Thurber worked as a registered nurse at Northwest Medical Center-Benton County in Bentonville, Ark., for three-and-a-half years before coming to work at Barton. She earned a bachelor’s degree in nursing from Southwestern College in Winfield and she plans to earn a master’s degree in nursing. She originates from Oxford, Kan., a small community located west of Winfield.
In her years as a hospital nurse, she would care for six or seven patients at a time and she liked her nursing experience, Thurber said, but when she started helping with training new nurses at the hospital, she realized what she wanted to do with her career. “I like to teach new skills and how to do things effectively and efficiently,” she said. “When this job came to my attention, I thought it would be the perfect way to see into the nursing college atmosphere.”

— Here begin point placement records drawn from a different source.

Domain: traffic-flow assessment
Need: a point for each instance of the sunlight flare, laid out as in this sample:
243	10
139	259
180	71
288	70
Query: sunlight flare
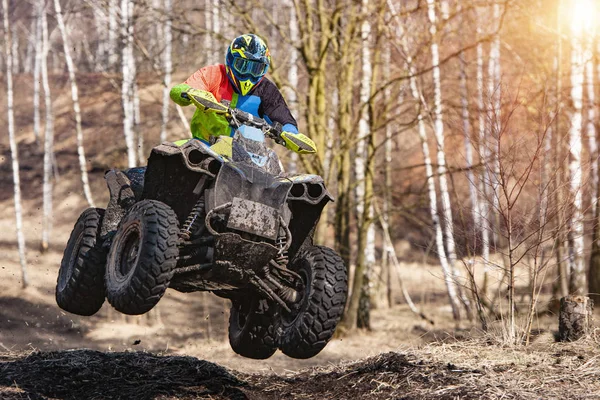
584	15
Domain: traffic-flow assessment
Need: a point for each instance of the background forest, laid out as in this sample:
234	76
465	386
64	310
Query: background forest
458	134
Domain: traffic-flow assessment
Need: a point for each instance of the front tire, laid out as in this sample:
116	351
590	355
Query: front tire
142	257
80	285
251	331
307	329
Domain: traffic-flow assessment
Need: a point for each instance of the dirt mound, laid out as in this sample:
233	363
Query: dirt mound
387	376
471	371
88	374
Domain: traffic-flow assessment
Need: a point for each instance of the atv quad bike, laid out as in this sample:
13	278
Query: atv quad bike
230	222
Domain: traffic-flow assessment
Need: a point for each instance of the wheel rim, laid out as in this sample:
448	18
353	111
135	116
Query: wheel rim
129	252
73	257
243	311
289	319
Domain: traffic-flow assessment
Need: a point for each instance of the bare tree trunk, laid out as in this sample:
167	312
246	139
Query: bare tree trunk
364	209
464	99
76	107
292	95
208	37
439	237
15	49
127	88
113	27
388	247
441	158
30	52
39	7
591	120
216	28
13	145
494	120
48	139
168	67
484	217
577	281
137	121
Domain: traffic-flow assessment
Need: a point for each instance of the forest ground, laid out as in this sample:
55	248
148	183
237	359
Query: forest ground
180	349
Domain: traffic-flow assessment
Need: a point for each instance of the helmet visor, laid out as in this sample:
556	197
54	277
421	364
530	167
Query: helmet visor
244	66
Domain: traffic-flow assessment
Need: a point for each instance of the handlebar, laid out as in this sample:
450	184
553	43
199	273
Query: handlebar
237	117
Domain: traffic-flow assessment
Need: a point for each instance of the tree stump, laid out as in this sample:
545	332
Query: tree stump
575	318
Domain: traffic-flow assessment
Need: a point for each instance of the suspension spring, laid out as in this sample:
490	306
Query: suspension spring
191	222
282	255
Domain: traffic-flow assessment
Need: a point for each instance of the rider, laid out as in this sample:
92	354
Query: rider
241	81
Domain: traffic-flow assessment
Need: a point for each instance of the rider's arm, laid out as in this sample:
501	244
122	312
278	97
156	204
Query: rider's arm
207	79
274	107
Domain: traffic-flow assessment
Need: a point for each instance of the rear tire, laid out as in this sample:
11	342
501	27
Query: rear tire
251	331
142	257
306	331
80	284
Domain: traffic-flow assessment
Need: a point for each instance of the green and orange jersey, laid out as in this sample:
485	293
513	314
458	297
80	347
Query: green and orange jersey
264	101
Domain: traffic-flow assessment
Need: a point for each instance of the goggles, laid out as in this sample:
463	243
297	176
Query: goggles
244	66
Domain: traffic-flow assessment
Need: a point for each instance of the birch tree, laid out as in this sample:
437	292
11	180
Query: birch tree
48	138
464	102
441	156
113	27
364	189
14	153
483	151
75	98
39	7
577	281
590	125
127	87
168	67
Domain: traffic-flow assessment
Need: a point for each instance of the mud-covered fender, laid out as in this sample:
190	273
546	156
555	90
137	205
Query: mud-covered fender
121	198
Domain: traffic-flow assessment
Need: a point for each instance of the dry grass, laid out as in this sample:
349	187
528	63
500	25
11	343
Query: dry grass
473	369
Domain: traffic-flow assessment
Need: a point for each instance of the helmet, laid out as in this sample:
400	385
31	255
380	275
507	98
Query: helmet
247	61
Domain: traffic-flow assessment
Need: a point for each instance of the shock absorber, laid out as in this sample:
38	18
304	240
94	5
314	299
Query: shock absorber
192	220
282	254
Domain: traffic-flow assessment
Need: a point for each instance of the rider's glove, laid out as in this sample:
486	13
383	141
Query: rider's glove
298	143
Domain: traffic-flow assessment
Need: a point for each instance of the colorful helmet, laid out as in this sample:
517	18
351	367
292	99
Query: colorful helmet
247	61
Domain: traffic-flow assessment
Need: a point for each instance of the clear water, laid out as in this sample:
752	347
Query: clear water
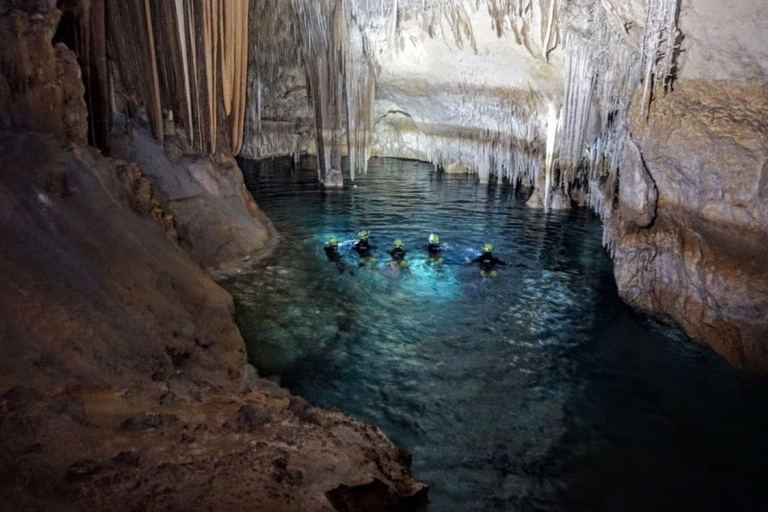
536	389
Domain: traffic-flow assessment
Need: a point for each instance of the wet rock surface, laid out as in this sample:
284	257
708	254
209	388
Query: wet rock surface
123	383
40	85
215	218
703	260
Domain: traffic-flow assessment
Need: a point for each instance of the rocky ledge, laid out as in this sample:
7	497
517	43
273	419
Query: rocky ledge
123	380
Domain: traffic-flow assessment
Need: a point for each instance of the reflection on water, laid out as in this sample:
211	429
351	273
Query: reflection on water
537	389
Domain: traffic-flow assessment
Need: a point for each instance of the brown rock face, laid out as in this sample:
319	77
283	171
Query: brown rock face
40	84
216	218
121	369
704	261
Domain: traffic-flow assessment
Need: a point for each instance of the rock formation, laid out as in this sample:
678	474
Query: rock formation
123	379
624	105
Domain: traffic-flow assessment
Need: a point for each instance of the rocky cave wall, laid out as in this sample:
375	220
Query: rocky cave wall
650	112
123	382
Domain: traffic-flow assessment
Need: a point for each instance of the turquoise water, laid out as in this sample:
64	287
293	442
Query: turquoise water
535	389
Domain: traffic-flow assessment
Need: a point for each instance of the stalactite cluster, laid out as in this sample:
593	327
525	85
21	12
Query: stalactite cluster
576	138
188	57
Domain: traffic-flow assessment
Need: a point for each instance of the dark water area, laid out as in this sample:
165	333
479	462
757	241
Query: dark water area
534	389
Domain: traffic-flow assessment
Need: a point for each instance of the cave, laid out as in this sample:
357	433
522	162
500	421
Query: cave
383	255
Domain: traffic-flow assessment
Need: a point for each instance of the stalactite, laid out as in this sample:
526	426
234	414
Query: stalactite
193	56
659	45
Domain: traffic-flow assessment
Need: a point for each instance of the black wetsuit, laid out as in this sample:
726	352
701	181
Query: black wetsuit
333	254
363	248
398	254
488	261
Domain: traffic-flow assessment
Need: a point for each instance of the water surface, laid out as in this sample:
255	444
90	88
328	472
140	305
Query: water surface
535	389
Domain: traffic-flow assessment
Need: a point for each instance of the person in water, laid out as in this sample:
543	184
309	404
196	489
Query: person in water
488	262
398	253
363	248
334	256
398	265
434	250
332	250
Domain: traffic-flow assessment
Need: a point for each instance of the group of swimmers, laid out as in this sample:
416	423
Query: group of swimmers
487	261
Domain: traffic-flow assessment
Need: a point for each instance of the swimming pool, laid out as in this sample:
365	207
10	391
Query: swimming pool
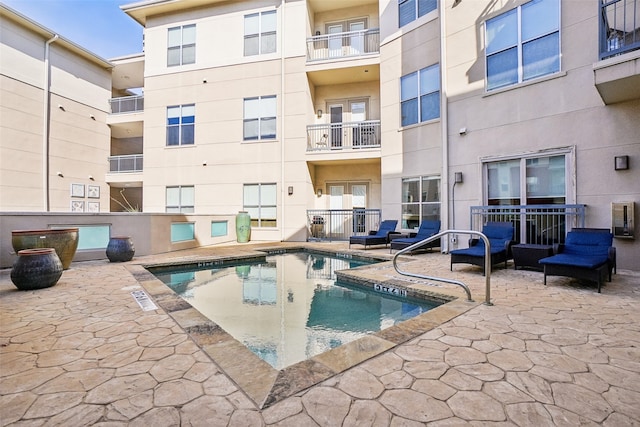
289	307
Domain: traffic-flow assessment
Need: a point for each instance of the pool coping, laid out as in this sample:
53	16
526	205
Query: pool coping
262	383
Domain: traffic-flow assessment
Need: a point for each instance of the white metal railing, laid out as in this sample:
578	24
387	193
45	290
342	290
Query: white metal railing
487	262
124	164
619	27
340	136
127	104
537	224
343	45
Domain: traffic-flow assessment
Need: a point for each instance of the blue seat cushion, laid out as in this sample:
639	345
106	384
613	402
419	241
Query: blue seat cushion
588	244
584	261
478	250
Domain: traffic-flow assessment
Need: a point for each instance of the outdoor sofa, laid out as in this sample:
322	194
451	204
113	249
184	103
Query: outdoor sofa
377	237
500	235
427	229
587	254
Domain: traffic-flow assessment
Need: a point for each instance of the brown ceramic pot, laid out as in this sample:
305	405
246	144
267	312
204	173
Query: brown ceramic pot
36	269
63	240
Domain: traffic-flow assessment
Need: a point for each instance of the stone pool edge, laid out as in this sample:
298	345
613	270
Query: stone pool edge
262	383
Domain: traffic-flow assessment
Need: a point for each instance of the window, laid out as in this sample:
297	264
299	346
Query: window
523	43
181	46
181	124
260	33
420	200
260	118
420	96
180	199
410	10
544	180
259	200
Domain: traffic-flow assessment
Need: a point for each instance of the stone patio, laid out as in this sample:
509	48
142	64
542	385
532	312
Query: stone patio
85	353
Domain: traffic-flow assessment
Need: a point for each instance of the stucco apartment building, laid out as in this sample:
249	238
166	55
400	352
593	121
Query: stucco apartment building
53	107
455	110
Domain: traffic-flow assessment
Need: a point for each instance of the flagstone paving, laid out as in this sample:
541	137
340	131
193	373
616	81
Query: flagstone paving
85	353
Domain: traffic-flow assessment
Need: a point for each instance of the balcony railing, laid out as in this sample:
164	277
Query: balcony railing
535	224
340	224
343	136
619	27
343	45
125	164
127	104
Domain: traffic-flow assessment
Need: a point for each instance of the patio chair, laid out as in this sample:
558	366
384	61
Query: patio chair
426	230
500	235
587	254
378	237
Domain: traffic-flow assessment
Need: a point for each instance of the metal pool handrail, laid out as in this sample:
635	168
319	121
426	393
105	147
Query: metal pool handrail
487	262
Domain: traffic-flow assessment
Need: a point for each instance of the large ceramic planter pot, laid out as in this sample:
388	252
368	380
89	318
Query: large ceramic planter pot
243	227
120	249
36	269
63	240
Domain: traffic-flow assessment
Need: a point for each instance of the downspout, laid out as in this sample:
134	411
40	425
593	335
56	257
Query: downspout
444	122
45	123
282	121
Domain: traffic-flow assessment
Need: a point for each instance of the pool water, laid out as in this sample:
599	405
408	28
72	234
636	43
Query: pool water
290	308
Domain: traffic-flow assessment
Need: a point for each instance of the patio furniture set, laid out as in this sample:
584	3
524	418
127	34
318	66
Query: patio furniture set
587	253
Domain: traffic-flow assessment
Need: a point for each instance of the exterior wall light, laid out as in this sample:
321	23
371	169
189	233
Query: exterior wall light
621	163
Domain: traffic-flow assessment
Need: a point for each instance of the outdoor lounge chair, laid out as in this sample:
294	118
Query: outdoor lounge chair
587	254
426	230
500	235
379	237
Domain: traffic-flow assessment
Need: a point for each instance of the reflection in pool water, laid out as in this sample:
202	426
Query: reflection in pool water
290	307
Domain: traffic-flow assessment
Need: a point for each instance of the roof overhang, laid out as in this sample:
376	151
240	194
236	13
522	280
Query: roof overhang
47	34
141	10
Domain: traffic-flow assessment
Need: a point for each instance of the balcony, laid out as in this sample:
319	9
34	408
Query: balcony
127	104
125	164
617	75
343	136
350	44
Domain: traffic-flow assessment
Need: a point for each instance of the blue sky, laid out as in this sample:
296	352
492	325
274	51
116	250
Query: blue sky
99	26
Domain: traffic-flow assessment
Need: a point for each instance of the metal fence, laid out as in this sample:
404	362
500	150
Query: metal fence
619	27
535	224
343	136
127	104
343	45
123	164
340	224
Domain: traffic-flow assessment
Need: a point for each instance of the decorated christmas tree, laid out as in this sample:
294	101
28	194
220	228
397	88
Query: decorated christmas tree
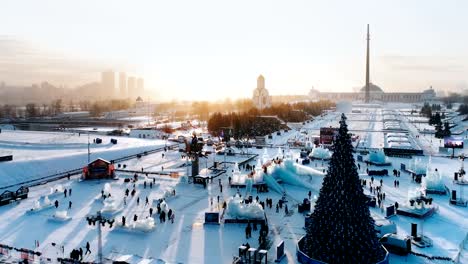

She came to Barton and found out the job was just what she had in mind. By the same token, Barton’s Nursing Education Director Linda Gobin found the right person for her department’s new nurse educator position.
Making such a good fit possible, the grant provides for the new position salary and supplements the salaries of each of the remaining six nursing instructors for Barton’s program, Gobin explained. The funding is being distributed in yearly amounts over a period of nine years, which started in 2007, she said.
For the new position, finding someone familiar with the college’s new simulator technology was not an issue, since on-the-job training is provided, Gobin said. Thurber is receiving training on patient simulators now, and this fall she will be helping with the simulation labs as part of her training.
Funds from the matching grant also have provided some of the nursing supplies for student use in simulation and practice. In touring Barton’s new nursing facility completed last year, foundation members were able to see how the computerized patient simulators are used in two labs.
The OB-Pediatric lab has an adult and baby simulator, an area that replicates a birthing room for simulation, and one pediatric computer module. The assessment lab has adult simulators for checking patients’ vital signs and sounds. Both labs are equipped just as they would be in a real hospital setting with rooms enclosed by retractable curtains.
With her simulation training, Thurber will have the ability to use computer input to signal the simulation of various symptoms for her students to assess and to test her students on their assessments. Another part of her job is coordinating the college’s healthcare training and continuing nursing education courses, which provide the education needed to maintain high-quality patient services given by nurses, nurse aides and other healthcare professionals in local and area hospitals.